1.5. Need for formal repeal and law reform.-

As pointed out by the Law Commission in its earlier report, (Law Commission of India 148th report, para. 1.6) statutes, unlike human beings, do not die a natural death, excepting in respect of statutes whose life is pre-determined by the legislature at the time of their enactment. A statute, unless it is expressly enacted for a temporary period, survives until it is killed by repealing it. To this extent, the statutes enjoy immortality.

This consequence flows from the well-established proposition that long desuetude of a statute does not amount to its repeal. [Perrin v. U.S. (1914) 58 L Ed 69]. Even where an earlier enactment relating to a particular subject-matter is followed by a later enactment on the subject-matter covering almost every inch of the area covered by the earlier enactment, the earlier enactment may still be held to retain its vitality because courts lean against implied repeal.
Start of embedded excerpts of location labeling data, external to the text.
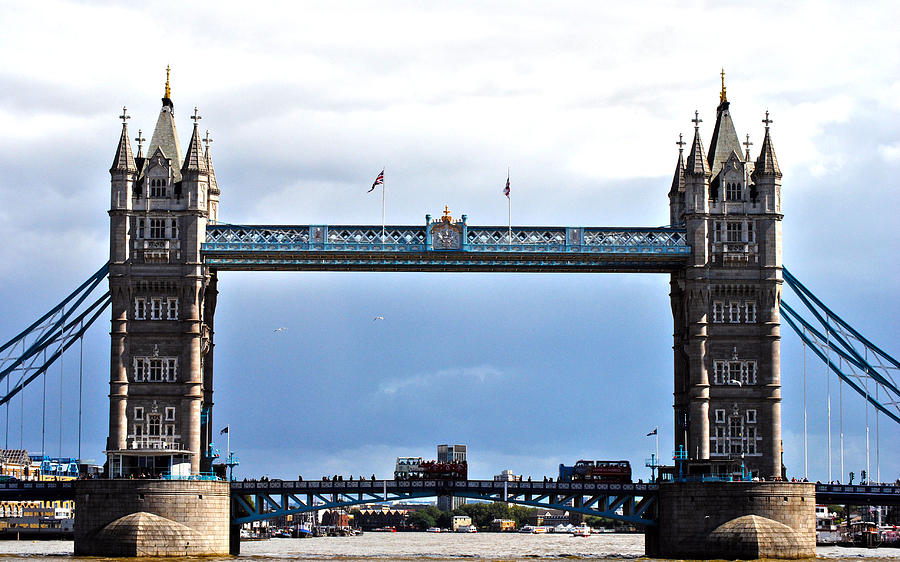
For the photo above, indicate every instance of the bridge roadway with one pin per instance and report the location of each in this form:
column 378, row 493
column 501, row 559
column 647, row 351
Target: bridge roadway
column 444, row 247
column 254, row 500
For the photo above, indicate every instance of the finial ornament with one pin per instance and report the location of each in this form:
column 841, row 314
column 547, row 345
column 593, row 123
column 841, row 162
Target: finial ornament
column 696, row 120
column 722, row 97
column 168, row 91
column 140, row 139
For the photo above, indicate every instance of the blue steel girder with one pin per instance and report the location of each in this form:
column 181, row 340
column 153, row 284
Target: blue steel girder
column 254, row 501
column 410, row 248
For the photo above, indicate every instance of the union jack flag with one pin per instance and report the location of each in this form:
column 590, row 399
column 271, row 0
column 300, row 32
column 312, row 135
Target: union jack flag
column 378, row 181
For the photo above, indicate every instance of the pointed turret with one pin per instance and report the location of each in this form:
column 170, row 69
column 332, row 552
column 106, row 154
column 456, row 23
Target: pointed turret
column 676, row 193
column 725, row 139
column 767, row 163
column 213, row 184
column 124, row 160
column 696, row 161
column 678, row 178
column 195, row 160
column 165, row 136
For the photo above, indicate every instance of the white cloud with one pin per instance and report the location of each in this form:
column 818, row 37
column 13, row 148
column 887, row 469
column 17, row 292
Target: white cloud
column 444, row 377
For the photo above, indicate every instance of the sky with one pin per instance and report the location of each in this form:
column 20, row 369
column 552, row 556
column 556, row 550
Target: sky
column 582, row 101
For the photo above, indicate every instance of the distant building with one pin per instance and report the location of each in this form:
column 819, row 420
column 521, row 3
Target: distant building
column 507, row 476
column 451, row 453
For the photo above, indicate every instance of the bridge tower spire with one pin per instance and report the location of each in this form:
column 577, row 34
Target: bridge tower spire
column 163, row 301
column 725, row 302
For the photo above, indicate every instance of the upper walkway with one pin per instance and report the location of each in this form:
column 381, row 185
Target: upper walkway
column 444, row 246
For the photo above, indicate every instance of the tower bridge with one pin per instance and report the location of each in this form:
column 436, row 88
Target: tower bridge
column 722, row 251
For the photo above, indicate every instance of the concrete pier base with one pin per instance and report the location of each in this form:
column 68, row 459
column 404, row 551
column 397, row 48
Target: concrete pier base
column 734, row 520
column 151, row 518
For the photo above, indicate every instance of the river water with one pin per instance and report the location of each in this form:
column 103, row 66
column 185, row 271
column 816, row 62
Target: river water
column 507, row 547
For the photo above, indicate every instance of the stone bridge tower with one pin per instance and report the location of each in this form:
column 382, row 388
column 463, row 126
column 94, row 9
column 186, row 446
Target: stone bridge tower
column 163, row 301
column 725, row 301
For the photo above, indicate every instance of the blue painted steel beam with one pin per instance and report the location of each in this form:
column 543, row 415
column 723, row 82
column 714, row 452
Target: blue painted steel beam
column 361, row 248
column 276, row 499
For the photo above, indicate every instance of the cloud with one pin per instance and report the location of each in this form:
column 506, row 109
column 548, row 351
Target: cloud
column 442, row 378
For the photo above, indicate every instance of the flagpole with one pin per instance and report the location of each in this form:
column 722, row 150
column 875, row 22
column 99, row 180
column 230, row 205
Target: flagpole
column 657, row 453
column 509, row 208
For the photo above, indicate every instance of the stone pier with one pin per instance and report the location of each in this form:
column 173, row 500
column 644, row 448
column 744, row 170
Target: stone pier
column 734, row 520
column 119, row 518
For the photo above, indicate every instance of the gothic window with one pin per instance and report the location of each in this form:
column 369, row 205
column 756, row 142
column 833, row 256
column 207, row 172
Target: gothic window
column 720, row 372
column 140, row 308
column 157, row 187
column 750, row 312
column 734, row 371
column 154, row 425
column 748, row 372
column 720, row 441
column 156, row 308
column 172, row 309
column 735, row 434
column 157, row 228
column 734, row 312
column 750, row 447
column 718, row 311
column 155, row 369
column 735, row 231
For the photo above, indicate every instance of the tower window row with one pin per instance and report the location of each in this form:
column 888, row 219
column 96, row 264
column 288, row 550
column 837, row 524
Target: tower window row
column 734, row 191
column 733, row 372
column 734, row 312
column 734, row 434
column 157, row 228
column 158, row 187
column 139, row 413
column 734, row 231
column 155, row 369
column 156, row 308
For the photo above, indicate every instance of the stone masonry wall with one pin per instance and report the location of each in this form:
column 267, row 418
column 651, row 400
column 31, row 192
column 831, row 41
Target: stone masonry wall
column 200, row 505
column 690, row 512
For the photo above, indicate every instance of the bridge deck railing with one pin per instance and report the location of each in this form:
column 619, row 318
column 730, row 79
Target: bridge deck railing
column 408, row 239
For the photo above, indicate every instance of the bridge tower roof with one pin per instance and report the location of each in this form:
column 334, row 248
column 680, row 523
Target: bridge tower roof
column 767, row 163
column 165, row 135
column 724, row 140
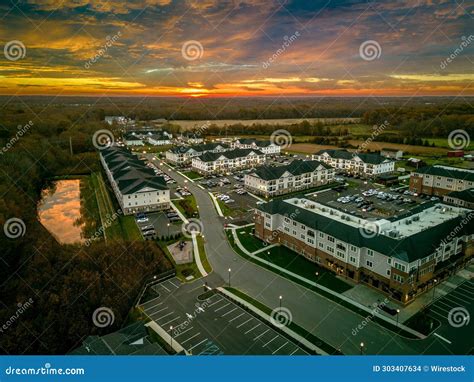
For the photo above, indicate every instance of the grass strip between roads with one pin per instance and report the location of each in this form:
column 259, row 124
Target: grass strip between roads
column 329, row 296
column 292, row 326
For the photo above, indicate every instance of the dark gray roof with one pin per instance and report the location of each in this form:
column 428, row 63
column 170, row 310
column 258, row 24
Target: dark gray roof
column 466, row 195
column 448, row 172
column 231, row 154
column 369, row 158
column 297, row 167
column 408, row 249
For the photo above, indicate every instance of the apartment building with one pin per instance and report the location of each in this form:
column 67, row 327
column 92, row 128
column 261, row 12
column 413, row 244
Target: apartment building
column 270, row 181
column 441, row 180
column 227, row 161
column 400, row 256
column 135, row 185
column 266, row 147
column 362, row 164
column 183, row 154
column 463, row 198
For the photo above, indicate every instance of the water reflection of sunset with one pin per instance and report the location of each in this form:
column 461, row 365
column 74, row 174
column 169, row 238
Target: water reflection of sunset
column 60, row 209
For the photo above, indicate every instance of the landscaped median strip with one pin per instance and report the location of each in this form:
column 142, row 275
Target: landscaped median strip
column 267, row 318
column 338, row 296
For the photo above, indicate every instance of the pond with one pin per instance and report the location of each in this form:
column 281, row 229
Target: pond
column 60, row 211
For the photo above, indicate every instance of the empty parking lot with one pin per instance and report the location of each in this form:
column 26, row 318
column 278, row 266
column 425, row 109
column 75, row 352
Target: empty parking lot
column 215, row 325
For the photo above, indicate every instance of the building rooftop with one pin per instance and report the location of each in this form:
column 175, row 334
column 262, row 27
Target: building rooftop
column 408, row 238
column 448, row 172
column 369, row 158
column 297, row 167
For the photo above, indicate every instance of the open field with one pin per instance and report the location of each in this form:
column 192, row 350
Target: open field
column 250, row 122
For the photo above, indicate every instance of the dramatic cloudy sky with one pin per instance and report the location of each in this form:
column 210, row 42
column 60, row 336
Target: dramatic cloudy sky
column 229, row 47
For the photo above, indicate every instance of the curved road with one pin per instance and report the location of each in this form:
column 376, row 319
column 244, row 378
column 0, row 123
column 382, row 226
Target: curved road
column 324, row 318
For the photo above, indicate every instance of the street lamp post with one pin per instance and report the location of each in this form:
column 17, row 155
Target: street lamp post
column 434, row 288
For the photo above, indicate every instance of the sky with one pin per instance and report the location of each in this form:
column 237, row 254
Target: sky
column 204, row 48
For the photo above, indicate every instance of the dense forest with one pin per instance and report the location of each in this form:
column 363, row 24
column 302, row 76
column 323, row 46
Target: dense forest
column 50, row 291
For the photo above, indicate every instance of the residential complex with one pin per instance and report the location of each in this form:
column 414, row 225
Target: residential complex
column 441, row 180
column 183, row 154
column 227, row 161
column 266, row 147
column 400, row 256
column 363, row 164
column 298, row 175
column 135, row 185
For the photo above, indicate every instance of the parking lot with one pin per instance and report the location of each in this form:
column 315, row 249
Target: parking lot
column 369, row 201
column 215, row 325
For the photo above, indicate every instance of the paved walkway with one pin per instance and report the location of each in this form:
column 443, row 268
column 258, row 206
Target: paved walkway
column 329, row 321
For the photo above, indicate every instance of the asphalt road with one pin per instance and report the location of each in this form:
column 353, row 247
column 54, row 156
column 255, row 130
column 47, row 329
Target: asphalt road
column 329, row 321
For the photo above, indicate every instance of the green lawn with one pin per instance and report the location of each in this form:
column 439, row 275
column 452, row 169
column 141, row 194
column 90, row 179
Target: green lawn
column 248, row 240
column 192, row 174
column 298, row 264
column 294, row 327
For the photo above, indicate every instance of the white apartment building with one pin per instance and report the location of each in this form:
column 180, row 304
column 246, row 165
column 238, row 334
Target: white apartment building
column 266, row 147
column 183, row 154
column 363, row 164
column 298, row 175
column 136, row 187
column 227, row 161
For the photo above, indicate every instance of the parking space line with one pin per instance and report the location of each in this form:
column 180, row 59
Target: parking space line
column 230, row 311
column 222, row 307
column 273, row 339
column 261, row 334
column 166, row 315
column 280, row 347
column 243, row 323
column 215, row 302
column 187, row 330
column 170, row 321
column 190, row 338
column 197, row 344
column 256, row 326
column 240, row 315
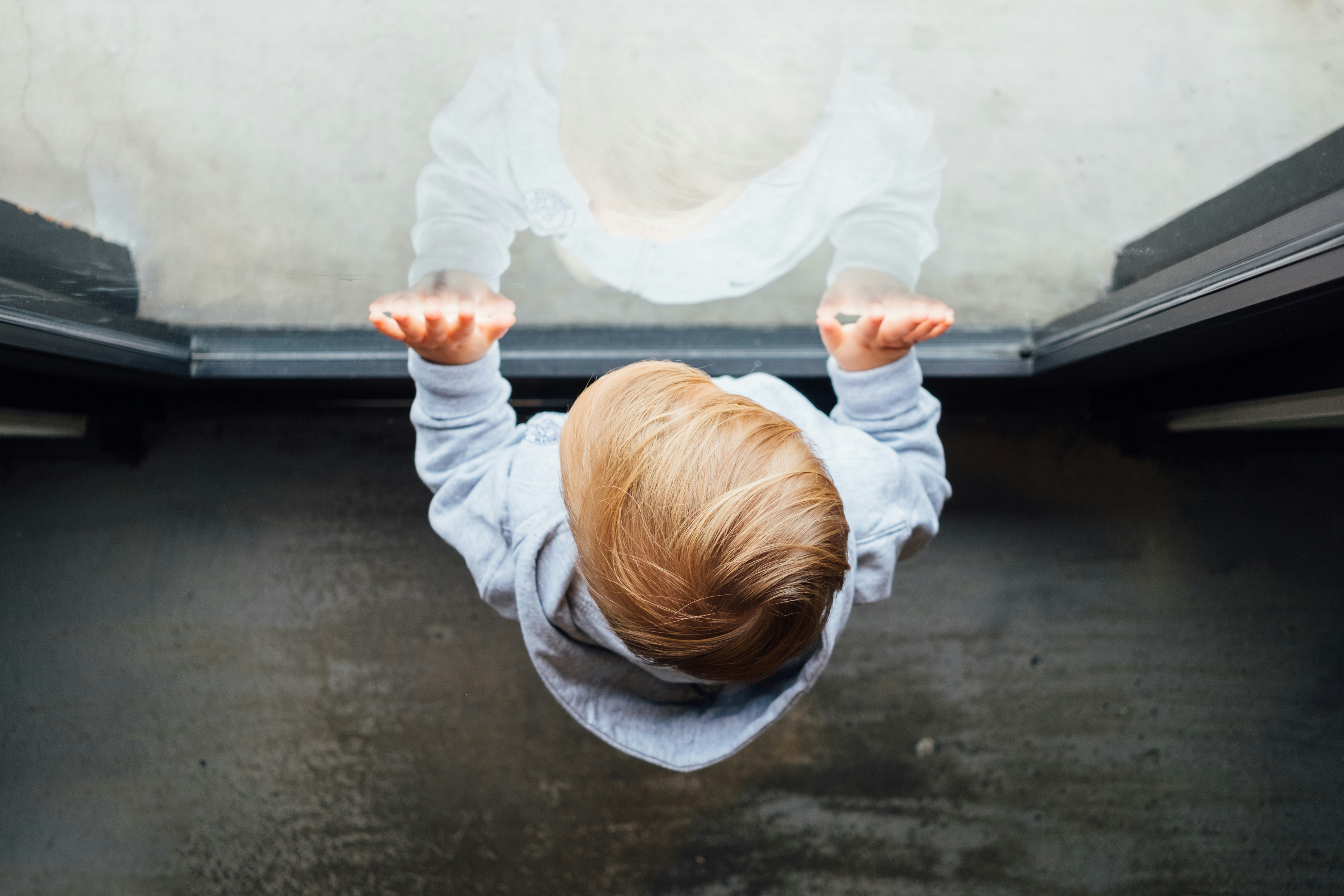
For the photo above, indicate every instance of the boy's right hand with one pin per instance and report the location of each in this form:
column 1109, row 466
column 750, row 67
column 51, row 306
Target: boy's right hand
column 451, row 318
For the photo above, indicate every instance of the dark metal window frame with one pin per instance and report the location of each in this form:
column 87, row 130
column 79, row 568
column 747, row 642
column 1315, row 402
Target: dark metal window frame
column 1276, row 240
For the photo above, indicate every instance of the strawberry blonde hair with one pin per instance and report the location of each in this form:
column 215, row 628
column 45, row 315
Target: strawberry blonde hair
column 709, row 532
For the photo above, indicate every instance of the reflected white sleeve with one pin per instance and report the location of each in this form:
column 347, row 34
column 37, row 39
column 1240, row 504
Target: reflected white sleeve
column 893, row 232
column 468, row 207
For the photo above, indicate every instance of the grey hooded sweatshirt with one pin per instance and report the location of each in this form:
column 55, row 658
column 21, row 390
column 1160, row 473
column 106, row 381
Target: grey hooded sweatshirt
column 498, row 502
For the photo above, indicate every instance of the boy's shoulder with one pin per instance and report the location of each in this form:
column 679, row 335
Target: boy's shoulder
column 534, row 479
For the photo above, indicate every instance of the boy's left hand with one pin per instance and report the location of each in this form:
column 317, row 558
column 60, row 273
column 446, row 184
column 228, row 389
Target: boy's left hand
column 892, row 319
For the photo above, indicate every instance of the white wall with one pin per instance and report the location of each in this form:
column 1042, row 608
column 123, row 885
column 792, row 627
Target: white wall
column 260, row 156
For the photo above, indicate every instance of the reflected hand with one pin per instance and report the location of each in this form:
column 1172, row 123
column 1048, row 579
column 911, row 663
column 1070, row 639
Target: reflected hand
column 892, row 320
column 451, row 318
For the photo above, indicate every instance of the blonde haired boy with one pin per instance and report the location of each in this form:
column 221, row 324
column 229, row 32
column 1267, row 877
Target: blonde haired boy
column 681, row 553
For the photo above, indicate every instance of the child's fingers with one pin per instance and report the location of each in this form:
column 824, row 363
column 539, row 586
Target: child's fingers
column 410, row 319
column 833, row 334
column 920, row 332
column 436, row 324
column 896, row 332
column 466, row 323
column 386, row 326
column 869, row 327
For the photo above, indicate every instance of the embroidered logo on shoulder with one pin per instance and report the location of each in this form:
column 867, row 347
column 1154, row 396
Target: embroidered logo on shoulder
column 544, row 429
column 549, row 210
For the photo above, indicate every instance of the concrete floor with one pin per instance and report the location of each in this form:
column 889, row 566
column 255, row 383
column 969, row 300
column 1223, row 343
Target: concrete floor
column 260, row 158
column 246, row 666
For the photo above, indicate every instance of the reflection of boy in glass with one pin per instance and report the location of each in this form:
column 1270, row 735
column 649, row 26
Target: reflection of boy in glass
column 683, row 164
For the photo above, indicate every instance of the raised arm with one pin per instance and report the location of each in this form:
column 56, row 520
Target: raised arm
column 878, row 382
column 466, row 430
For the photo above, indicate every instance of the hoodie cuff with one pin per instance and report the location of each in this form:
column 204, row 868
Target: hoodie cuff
column 881, row 393
column 455, row 390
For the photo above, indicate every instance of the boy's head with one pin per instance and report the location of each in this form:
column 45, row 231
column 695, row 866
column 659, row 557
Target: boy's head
column 670, row 111
column 708, row 531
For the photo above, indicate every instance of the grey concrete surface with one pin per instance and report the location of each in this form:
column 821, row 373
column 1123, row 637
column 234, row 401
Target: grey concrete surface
column 260, row 158
column 246, row 666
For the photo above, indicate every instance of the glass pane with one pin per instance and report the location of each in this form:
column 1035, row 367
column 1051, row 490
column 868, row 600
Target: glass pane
column 260, row 160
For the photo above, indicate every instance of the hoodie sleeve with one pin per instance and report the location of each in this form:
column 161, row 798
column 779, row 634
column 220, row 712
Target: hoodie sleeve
column 468, row 207
column 890, row 405
column 466, row 440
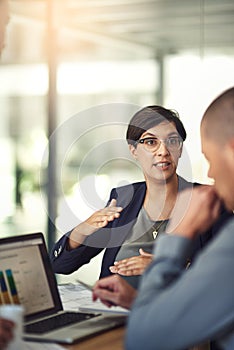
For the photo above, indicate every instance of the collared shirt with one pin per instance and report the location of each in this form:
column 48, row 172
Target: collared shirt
column 177, row 308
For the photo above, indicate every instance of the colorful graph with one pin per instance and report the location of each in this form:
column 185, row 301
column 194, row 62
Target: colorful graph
column 8, row 291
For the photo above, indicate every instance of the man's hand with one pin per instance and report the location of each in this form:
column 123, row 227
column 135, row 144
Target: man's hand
column 195, row 211
column 114, row 290
column 133, row 266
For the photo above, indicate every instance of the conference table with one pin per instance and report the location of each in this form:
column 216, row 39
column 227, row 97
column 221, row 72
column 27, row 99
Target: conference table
column 113, row 339
column 76, row 294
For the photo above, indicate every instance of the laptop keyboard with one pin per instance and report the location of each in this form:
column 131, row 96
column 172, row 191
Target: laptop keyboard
column 57, row 321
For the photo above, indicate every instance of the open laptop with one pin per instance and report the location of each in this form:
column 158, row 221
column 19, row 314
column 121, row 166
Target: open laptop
column 26, row 277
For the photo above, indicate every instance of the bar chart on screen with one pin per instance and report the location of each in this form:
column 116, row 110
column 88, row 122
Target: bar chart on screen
column 8, row 291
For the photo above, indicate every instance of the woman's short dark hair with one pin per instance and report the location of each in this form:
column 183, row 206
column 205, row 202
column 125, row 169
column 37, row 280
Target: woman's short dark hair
column 150, row 116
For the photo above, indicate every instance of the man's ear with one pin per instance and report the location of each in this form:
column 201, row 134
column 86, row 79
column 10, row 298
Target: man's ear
column 133, row 151
column 230, row 146
column 181, row 150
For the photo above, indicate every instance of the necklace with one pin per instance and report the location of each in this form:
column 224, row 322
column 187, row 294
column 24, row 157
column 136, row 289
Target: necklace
column 156, row 228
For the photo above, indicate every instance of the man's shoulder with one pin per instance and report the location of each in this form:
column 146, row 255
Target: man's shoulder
column 130, row 186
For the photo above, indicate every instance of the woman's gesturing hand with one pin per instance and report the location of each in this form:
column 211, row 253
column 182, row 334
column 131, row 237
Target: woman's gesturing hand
column 97, row 220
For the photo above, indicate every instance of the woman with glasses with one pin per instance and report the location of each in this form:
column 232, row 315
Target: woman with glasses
column 135, row 214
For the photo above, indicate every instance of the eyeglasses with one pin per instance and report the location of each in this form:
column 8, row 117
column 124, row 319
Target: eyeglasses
column 152, row 144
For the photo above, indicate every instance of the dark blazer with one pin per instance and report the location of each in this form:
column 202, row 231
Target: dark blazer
column 110, row 238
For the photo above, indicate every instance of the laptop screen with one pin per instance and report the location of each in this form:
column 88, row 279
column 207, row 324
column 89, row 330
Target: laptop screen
column 26, row 275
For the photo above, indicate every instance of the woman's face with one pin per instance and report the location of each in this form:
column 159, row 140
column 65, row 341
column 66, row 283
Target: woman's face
column 160, row 164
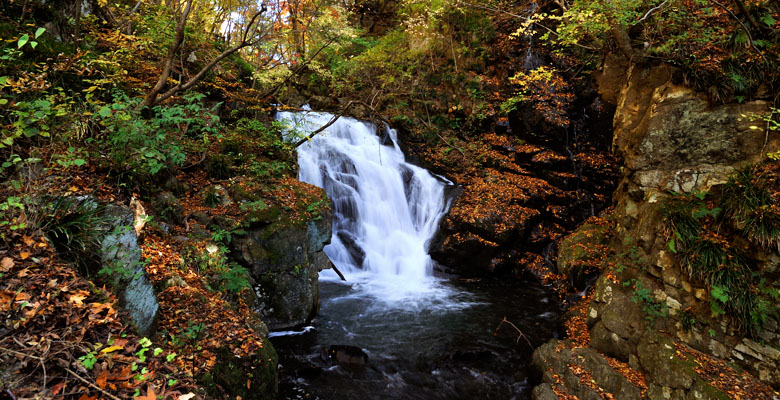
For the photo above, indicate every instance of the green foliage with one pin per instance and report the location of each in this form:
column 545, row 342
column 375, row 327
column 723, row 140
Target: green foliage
column 194, row 332
column 696, row 223
column 35, row 118
column 71, row 225
column 650, row 305
column 749, row 207
column 705, row 39
column 144, row 146
column 88, row 360
column 212, row 197
column 219, row 166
Thus neither the obsolescence of an old enactment nor the fact that its content is substantially covered by a later enactment, has the effect of robbing the old enactment of its vitality in law. That effect can be achieved only by a formal repealing Act. Besides these objectives, the Law Commission is also required to see in wider perspective laws which do not comport with the existing climate of economic liberalisation according to the changing scenario of globalisation in economic sector. Thus change in conditions on political and economic front also necessitate the considering of changes in the relevant law when it was enacted.